Friedrichshain. Zu einer Uhrzeit, wo das Herz einer Tageszeitung normalerweise heftig zu pochen beginnt, herrschte gestern mittag in der Nachrichtenredaktion des 'Neuen Deutschland‘ gespenstische Stille. Abgesehen von einer Handvoll Redakteure, die auf ihren Terminals schweigend Meldungen redigierten, waren die meisten Arbeitsplätze in dem Großraumbüro nicht besetzt. Der Grund: Kurzarbeit.

Seit Beginn der Woche arbeiten die 62 Redakteure und 83 Verlagsangestellten nur noch 24 Stunden in der Woche. Die tägliche Arbeitszeit von fast jedem 'ND‘-Mitarbeiter beläuft sich auf 4,8 Stunden. Der Hintergrund ist, daß die Zeitung mit erheblichen Finanzproblemen kämpft, seit die unabhängige Kommission zur Überprüfung des Vermögens von Parteien und Massenorganisationen Ende Oktober beschlossen hat, daß das 'ND‘ von der Treuhand keine Mittel zur Sanierung erhält.

Die PDS, die zusammen mit der Deutschen Verlag und Druckerei Kontorei (DVDK) — der früheren ZENTRAG, einem Zusammenschluß SED-eigener Betriebe — hundertprozentige Eigentümerin des 'ND‘ ist, versucht jetzt Mehrheitsanteile der Zeitung zu veräußern. Nach Angaben von Redaktionssekretär Reinhard Götze wurde die Belegschaft am Montag von einem Gesellschafter der DVDK darüber unterrichtet, daß bereits konkrete Verkaufsgespräche geführt würden. Es sei aber kein Name genannt worden, um die Verhandlungen nicht zu gefährden. Dabei handelt es sich offensichtlich nicht um die sogenannte Investitionsgruppe Malta, die in den Medien als Interessentin gehandelt worden war. »Die Malta-Schiene ist beendet«, erklärte gestern 'ND‘- Chefredakteur Wolfgang Spickermann, der den Posten seit dem 14. November 1989 bekleidet.
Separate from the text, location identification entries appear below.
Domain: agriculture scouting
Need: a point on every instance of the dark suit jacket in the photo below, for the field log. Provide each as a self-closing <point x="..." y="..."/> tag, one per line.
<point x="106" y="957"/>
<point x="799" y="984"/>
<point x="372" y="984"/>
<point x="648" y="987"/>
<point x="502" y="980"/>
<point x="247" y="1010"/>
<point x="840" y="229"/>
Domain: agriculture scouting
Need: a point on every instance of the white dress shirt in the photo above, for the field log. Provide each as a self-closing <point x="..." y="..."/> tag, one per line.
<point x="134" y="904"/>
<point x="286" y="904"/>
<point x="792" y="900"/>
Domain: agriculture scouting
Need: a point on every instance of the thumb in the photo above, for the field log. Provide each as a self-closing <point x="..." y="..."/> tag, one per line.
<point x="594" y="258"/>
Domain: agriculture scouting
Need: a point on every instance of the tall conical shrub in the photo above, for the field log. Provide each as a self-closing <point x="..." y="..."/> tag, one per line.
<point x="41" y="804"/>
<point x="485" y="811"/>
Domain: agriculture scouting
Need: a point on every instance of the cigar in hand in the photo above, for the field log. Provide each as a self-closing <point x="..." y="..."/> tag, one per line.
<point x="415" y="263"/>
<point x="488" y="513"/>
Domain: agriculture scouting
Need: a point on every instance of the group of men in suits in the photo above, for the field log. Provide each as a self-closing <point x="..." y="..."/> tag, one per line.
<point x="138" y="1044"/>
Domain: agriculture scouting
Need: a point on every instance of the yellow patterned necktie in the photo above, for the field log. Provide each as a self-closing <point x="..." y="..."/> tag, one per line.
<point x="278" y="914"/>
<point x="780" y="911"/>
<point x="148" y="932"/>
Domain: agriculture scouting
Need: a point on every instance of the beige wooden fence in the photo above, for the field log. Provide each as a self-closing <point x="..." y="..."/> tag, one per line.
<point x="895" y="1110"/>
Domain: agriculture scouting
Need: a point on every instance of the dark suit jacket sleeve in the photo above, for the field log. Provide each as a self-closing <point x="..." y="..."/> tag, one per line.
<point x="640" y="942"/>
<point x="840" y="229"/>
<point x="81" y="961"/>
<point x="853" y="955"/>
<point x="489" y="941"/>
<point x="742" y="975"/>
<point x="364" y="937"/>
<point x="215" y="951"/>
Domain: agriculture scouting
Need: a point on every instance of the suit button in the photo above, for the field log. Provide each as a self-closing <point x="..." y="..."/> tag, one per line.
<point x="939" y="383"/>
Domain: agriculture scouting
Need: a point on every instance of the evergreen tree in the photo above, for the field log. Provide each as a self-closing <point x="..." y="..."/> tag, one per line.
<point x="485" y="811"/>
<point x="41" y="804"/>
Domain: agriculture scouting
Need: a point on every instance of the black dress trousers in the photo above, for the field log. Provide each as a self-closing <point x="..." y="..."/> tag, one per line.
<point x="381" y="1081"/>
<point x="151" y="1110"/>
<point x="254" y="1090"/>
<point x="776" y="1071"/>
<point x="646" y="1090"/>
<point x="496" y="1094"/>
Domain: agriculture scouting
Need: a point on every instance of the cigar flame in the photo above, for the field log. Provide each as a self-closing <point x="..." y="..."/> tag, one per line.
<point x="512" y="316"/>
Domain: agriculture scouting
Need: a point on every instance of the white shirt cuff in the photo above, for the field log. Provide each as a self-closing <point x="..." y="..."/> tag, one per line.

In der Hoffnung, daß bis Ende des Jahres Gesellschaftsanteile veräußert werden können, soll der drohende Konkurs des 'ND‘ jetzt durch Kurzarbeit — die Mitarbeiter bekommen nur noch 60 Prozent ihres bisherigen Lohns — und eine Leserspendenaktion abgewendet werden. Die Kampagne hat innerhalb von 14 Tagen bereits 250.000 Mark zusammengebracht. »Wenn jeder unserer 88.000 Abonnenten 11,11 Mark spendet, bekommen wir bis zum Jahresende eine Million zusammen«, hofft der Chefredakteur. Als flankierende Maßnahme solle die Ausgabe des 'ND‘ von jetzt 80 Pfennig auf einen »Preis in der Größenordnung von einer Mark« erhöht werden. Das 'ND‘ hat eine Auflage von 110.000. Der Trend eines monatlichen Leserrückgangs von über drei Prozent sei im Oktober erstmals rückläufig gewesen, freut sich Spickerman.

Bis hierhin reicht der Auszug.